Geography
- Location: Siddiq Wahab Road, near Lea Market, Lyari, Karachi, Sindh, Pakistan
- Coordinates: 24°51′50″N 67°00′11″E﻿ / ﻿24.863778°N 67.003102°E

Organisation
- Care system: Public
- Type: Specialist

Services
- Beds: 130
- Speciality: Ophthalmology

History
- Opened: 14 March 1940

= Spencer Eye Hospital =

Pakistani hospital

Spencer Eye Hospital is a public, tertiary-level ophthalmology centre located on Siddiq Wahab Road near Lea Market in Lyari, Karachi, Sindh, Pakistan. Established before the creation of Pakistan, it is generally regarded as the country’s oldest purpose-built eye hospital and has long served as a teaching and referral facility for patients from across South Asia.

It is under the administration of the Karachi Metropolitan Corporation.

==History==
Spencer Eye Hospital was originally established as Dr Kaikhusrow Nanabhoy Spencer's Eye Hospital on 28 November 1938 by the then mayor Hatim Alvi.
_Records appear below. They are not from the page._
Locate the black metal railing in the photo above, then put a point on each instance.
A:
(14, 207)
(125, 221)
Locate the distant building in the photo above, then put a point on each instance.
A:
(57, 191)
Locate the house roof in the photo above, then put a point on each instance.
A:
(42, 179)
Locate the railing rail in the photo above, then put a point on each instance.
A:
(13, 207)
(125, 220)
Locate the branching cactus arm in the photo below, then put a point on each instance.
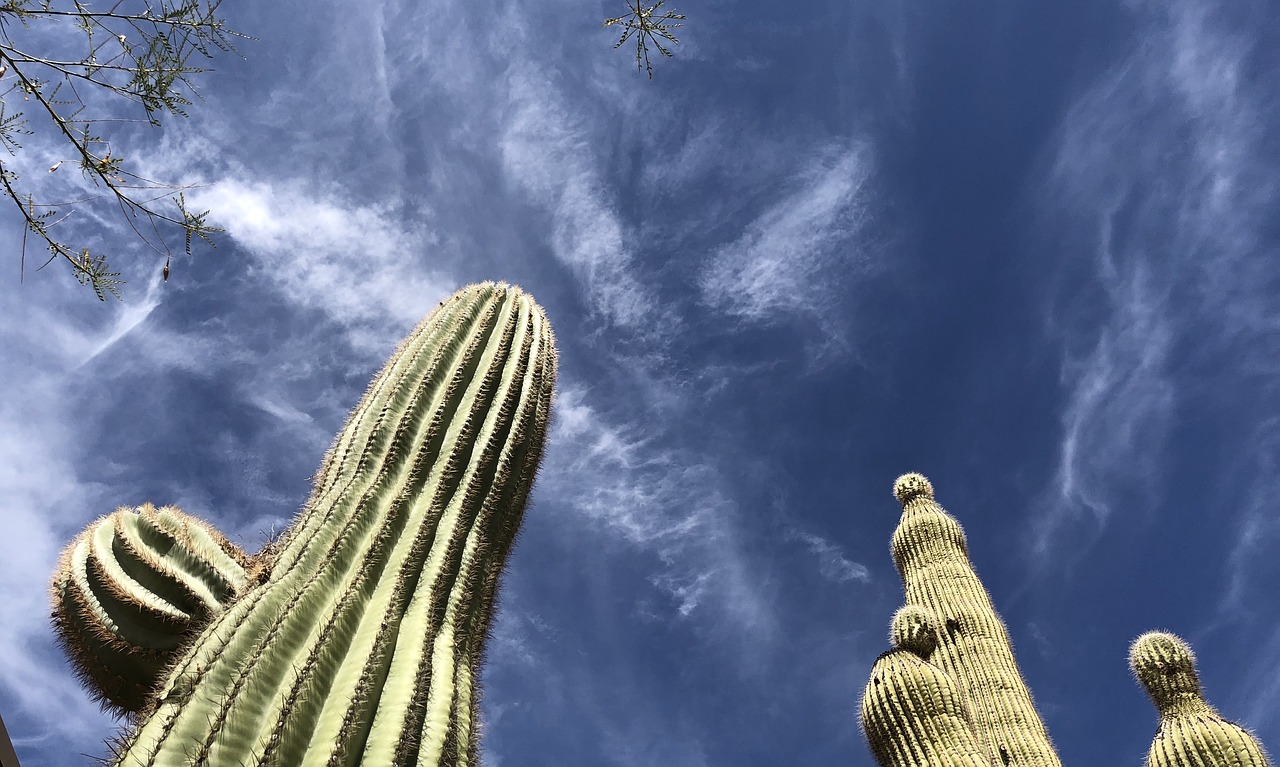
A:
(913, 712)
(362, 642)
(1191, 733)
(931, 555)
(132, 590)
It was financed and conceived by Dr K. N. Spencer, a Zoroastrian ophthalmologist and philanthropist whose aim was to provide modern ocular care to the city's poorer quarters. The 130-bed complex was formally opened on 14 March 1940 by mayor Rustom Khurshedji Sidhwa, quickly gaining renown for pioneering corneal graft surgery in British India.

During the 1960s and 1980s, the hospital's reputation for free surgery drew patients from Afghanistan, Iran and from every province of Pakistan. A period of neglect set in after the late 1990s; by 2002 a community-funded overhaul was required to repair equipment, reactivate lecture halls and reopen diagnostic rooms. Further investment came in 2006 when a dedicated diabetic retinopathy and laser photocoagulation department was inaugurated at a cost of Rs 13 million, an official attempt to restore the hospital's "past glory."

Security fears and reduced public funding severely curtailed activity after 2008. By 2013, violence in Lyari had driven patient numbers so low that "even ten surgeries in a day is considered a busy day," despite the hospital's earlier status as one of Pakistan's two premier eye centres.

In 2019, the hospital resumed cornea transplantation after a gap of 12 years.

==Facilities==
Spencer Eye Hospital comprises an out-patient block, two operating theatres, a mobile eye unit and residential quarters. A city-funded renovation in 2006 re-equipped laser suites for diabetic macular disease, while the 2018–19 "Corneal Transplant Project" refurbished theatres for keratoplasty and phacoemulsification.